It’s that time of year again: time to carry a 800 kilo god taxi around town. This time was a little different because I sort of knew what was going on. I knew the course for the most part.
This year I also finally understood the proper way to carry Mikoshi. No, it’s not to bend your knees a bit and let everyone else carry it. Rather, you should be leaning on it with your feet outside and on walking on your sides. The theory is, if everyone did this, you would collectively form a triangle, which are strong. Also, you can walk forward together without stepping on each other’s feet. It feels unnatural at first, but you get used to it and “trust” the Mikoshi.
This being my second time around, I had a bit more trust with the locals. They knew I could carry it and wouldn’t give in. A few people in town also thanked for me coming every year.

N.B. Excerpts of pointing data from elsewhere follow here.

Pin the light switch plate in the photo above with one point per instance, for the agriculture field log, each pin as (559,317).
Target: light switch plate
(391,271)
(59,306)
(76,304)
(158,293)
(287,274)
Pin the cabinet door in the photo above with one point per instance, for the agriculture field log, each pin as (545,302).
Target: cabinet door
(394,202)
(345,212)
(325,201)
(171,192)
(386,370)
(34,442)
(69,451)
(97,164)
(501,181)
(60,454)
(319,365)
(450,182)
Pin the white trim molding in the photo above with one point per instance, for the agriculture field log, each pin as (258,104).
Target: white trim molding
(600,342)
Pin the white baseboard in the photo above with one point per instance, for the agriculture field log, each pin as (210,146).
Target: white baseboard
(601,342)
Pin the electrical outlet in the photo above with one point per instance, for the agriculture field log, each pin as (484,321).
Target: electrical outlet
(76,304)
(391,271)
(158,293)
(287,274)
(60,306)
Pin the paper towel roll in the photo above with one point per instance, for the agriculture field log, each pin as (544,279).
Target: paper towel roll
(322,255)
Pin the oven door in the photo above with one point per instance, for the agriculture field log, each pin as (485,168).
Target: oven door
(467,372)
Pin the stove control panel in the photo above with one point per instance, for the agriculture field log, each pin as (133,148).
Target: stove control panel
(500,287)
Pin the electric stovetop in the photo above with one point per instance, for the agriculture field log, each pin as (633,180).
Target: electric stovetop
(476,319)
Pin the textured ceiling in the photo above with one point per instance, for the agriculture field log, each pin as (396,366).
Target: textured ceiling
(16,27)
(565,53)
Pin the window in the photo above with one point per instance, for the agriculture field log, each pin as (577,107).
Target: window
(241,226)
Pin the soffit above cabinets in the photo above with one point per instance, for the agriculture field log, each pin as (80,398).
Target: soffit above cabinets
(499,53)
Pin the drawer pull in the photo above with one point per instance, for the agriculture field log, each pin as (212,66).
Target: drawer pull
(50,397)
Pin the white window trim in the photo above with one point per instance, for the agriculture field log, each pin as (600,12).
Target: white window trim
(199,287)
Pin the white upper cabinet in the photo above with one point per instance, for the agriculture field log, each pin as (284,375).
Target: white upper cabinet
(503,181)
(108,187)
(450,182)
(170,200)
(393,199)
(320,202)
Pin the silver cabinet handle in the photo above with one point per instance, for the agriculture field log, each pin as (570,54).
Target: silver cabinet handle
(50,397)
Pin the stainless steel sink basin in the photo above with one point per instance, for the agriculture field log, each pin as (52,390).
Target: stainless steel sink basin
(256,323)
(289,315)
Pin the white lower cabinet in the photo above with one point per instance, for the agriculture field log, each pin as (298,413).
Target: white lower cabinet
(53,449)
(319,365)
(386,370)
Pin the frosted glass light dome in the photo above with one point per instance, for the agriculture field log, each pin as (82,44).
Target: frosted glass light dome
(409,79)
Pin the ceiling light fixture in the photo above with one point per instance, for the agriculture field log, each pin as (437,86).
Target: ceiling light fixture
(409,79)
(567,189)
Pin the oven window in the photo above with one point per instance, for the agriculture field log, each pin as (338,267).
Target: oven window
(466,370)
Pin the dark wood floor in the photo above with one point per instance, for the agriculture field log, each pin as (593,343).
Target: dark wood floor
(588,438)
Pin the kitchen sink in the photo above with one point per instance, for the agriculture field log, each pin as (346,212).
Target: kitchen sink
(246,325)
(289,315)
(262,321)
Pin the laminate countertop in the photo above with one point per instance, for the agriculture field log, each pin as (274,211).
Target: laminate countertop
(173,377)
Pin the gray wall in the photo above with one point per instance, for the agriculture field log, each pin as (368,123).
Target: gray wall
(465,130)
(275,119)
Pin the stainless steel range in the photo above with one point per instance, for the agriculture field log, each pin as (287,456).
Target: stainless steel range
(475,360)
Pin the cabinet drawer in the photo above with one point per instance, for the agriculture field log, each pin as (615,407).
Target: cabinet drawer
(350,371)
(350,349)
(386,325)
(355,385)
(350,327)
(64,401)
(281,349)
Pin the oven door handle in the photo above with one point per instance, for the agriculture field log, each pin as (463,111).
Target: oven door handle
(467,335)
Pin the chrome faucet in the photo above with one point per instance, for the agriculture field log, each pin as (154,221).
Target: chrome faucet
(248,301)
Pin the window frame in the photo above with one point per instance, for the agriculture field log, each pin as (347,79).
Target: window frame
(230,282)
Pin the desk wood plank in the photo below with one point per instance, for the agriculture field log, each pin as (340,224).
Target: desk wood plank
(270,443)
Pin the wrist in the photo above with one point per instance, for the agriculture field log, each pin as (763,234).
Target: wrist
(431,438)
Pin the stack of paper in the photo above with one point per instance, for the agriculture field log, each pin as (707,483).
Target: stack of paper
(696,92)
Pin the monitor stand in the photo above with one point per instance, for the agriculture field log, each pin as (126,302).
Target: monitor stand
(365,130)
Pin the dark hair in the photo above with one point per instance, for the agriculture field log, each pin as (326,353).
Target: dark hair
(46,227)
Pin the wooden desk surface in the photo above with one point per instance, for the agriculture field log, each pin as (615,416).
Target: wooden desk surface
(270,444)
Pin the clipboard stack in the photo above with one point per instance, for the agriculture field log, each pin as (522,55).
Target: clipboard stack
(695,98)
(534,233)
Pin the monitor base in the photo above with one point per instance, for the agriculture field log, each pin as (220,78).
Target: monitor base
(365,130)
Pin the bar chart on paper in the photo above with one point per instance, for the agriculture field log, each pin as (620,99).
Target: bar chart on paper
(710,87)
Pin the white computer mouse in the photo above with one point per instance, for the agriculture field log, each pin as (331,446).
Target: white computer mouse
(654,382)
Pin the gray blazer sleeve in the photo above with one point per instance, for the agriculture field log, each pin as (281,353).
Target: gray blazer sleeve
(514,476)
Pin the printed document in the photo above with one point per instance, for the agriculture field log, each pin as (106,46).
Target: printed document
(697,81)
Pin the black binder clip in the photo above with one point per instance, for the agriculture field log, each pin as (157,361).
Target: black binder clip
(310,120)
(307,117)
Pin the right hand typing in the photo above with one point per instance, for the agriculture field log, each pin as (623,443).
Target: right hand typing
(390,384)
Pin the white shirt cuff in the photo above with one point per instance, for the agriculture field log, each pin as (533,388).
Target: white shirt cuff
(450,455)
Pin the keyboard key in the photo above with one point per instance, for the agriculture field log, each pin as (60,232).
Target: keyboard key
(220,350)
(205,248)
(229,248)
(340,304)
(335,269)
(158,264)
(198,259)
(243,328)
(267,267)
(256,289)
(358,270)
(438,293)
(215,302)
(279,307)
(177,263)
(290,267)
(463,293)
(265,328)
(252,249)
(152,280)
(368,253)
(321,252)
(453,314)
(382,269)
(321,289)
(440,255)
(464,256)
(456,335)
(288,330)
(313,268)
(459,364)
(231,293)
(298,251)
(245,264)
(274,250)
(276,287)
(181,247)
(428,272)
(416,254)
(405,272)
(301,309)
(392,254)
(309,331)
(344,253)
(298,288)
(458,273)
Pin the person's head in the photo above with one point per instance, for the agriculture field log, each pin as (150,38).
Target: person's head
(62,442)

The Mikoshi and Festival is mostly prepared for by the towns local sonenkai, or “General Age Club”. The sonenkai is made up of males between the ages of 18 – 47ish. It seems reminiscent of a lions or rotary club of sorts in that they do things for the local community. It seems I’ve proven myself to them and I am joining the club. No secret handshakes though…
Having an opportunity to participate in the Matsuri from start (well, almost the start) of the festivities through clean up, really gave me a new respect for the work that goes into a Japanese Matsuri and the kind of community and cooperation it requires. Moreover, joining and being “accepted” into the local community like I have is a rather humbling experience.
As a “member” of the sonenkai, I only have 20 some-odd more times that I am required to carry Mikoshi. To most, this might seem a burden, and truth be told, it is a burden. It’s a burden that simultaneously strikes fear and excitement into my heart. A burden that I will gladly carry. And then promptly thank God the moment it’s over that I don’t have to carry it for another year.